Stressed spelled backwards is desserts.
Definition: What is Holistic Nutrition?
Even though we count calories, watch our weight, and figure fat grams, Americans are the fattest people in the world. Perhaps we've forgotten that food is more than an amalgam of nutrients. Along with healing us physically, it enhances emotions, satisfies the soul, and connects us to others and to the mystery of life.
I got my first clue about missing "nutrients" in our meals in New Delhi, India, where I interviewed K.L. Chopra, father and mentor of Deepak Chopra. What he said was to change my view of food forever: "Prana is the vital life force of the universe, the cosmic force and it goes into you, into me, with food. When you cook with love, you transfer the love into the food and it is metabolized. In former days (based on the Hindu scripture, the Bhagavad Gita), the tradition was for the mother to cook the food with love and then feed it to the children; only then would she eat."

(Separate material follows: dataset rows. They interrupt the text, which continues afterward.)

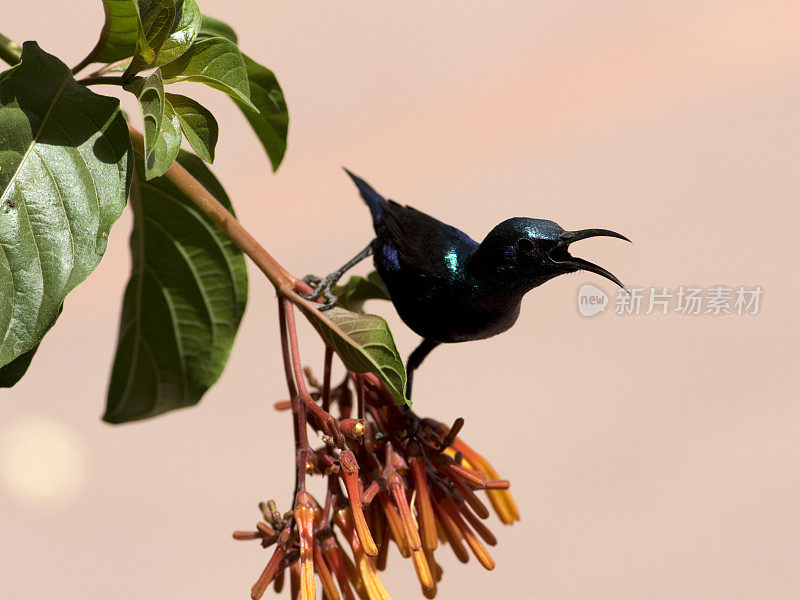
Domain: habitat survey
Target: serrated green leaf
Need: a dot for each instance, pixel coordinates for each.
(358, 290)
(11, 373)
(212, 27)
(363, 342)
(121, 32)
(183, 303)
(218, 63)
(271, 122)
(162, 130)
(65, 167)
(169, 28)
(197, 123)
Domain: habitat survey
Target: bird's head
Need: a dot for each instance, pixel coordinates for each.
(536, 250)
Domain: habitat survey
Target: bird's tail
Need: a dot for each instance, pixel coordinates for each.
(375, 202)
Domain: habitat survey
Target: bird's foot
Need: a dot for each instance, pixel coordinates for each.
(323, 286)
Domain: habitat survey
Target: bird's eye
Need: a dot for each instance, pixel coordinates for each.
(525, 245)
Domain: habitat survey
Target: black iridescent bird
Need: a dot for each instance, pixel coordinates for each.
(447, 287)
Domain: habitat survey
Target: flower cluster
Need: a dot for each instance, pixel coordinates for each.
(391, 478)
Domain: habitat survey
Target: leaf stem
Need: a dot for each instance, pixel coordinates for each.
(105, 80)
(10, 51)
(279, 277)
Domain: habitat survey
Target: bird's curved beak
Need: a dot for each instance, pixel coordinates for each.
(562, 257)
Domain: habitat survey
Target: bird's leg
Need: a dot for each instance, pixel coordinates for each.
(414, 361)
(324, 285)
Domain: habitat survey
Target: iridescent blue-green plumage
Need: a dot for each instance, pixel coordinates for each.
(447, 287)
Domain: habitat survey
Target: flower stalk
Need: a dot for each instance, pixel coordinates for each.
(385, 482)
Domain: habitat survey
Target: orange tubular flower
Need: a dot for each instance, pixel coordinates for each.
(383, 481)
(304, 517)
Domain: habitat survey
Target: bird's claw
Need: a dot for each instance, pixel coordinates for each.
(323, 286)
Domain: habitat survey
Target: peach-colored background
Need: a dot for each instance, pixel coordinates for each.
(652, 457)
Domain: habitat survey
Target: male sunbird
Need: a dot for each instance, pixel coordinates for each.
(449, 288)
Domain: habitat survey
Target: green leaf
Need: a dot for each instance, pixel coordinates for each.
(121, 31)
(216, 62)
(162, 130)
(183, 303)
(271, 122)
(11, 373)
(364, 343)
(169, 28)
(198, 125)
(212, 27)
(65, 168)
(10, 51)
(358, 290)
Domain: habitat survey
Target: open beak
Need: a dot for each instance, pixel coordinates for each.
(560, 256)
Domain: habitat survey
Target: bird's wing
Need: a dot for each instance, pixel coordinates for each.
(433, 248)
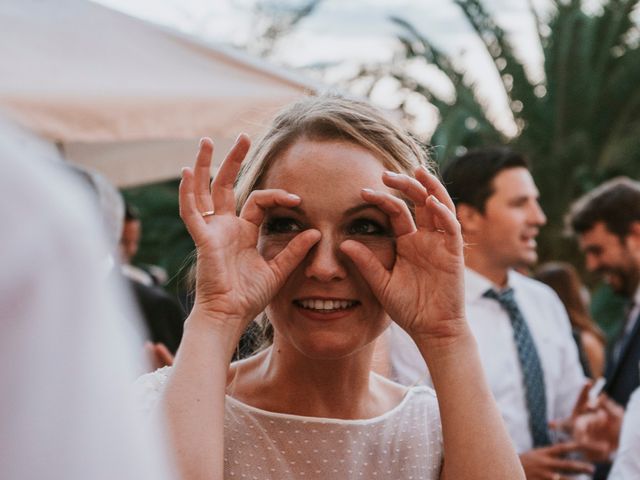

Was it really possible to infuse food with loving consciousness? Fascinated by the possibility, I began a search through the major world religions (such as Judaism, Christianity, Islam, Buddhism, and Hinduism) and cultural traditions (such as yogic nutrition, the Japanese Way of Tea, Native American food beliefs, and African American soul food) for their teachings about food. I learned that our spiritual ancestors related to food as more than just sustenance for the body. For instance, Judaism's dietary laws are designed to honor the sanctity of life that is in both animal- and plant-based food; Christians honor the divine through the bread and wine (or grape juice) of Holy Communion; African Americans celebrate food, life, and friendship by spicing soul food with love; yogis eat, in part, to commune with food's life-giving qualities; Muslims honor food for its divine essence; Buddhists pursue enlightenment by bringing a meditative awareness to food; the Chinese use food to communicate with ancient ancestors and gods; and the Japanese turn to tea ceremonies to renew the spirit.
Holistic Nutrition: The Four Facets of Food
Not only do virtually all religions and cultural traditions encourage cooking with love, they also seem to integrate intuitively and instinctively what modern researchers are beginning to conjecture: that food empowers us to heal multidimensionally. In other words, we may use our incredible human consciousness and food in four ways: to prevent or reverse physical ailments (biological nutrition); experience the food-mood connection (psychological nutrition); reunite with the spiritual meaning of food (spiritual nutrition); and return to our "social nutrition" heritage (social nutrition). Recognizing all four facets of food allows us to pay attention to the connections between food and body, food and mind, food and soul, and food and social well-being. When we do, we gain a new focus for optimal dietary self-care, which I describe as holistic nutrition.
The practice of holistic nutrition is both new and old. It is based on three worldviews about food and diet: Western nutritional science, which focuses on nutrients and physical health; Eastern healing systems that include nutrition, such as traditional Chinese medicine, Ayurveda, and Tibetan medicine; and timeless lifestyle wisdom gleaned from world religions and cultural traditions. Ultimately, holistic nutrition is not only about what to eat but also about how to eat for better health. It is the essence of the enlightened diet.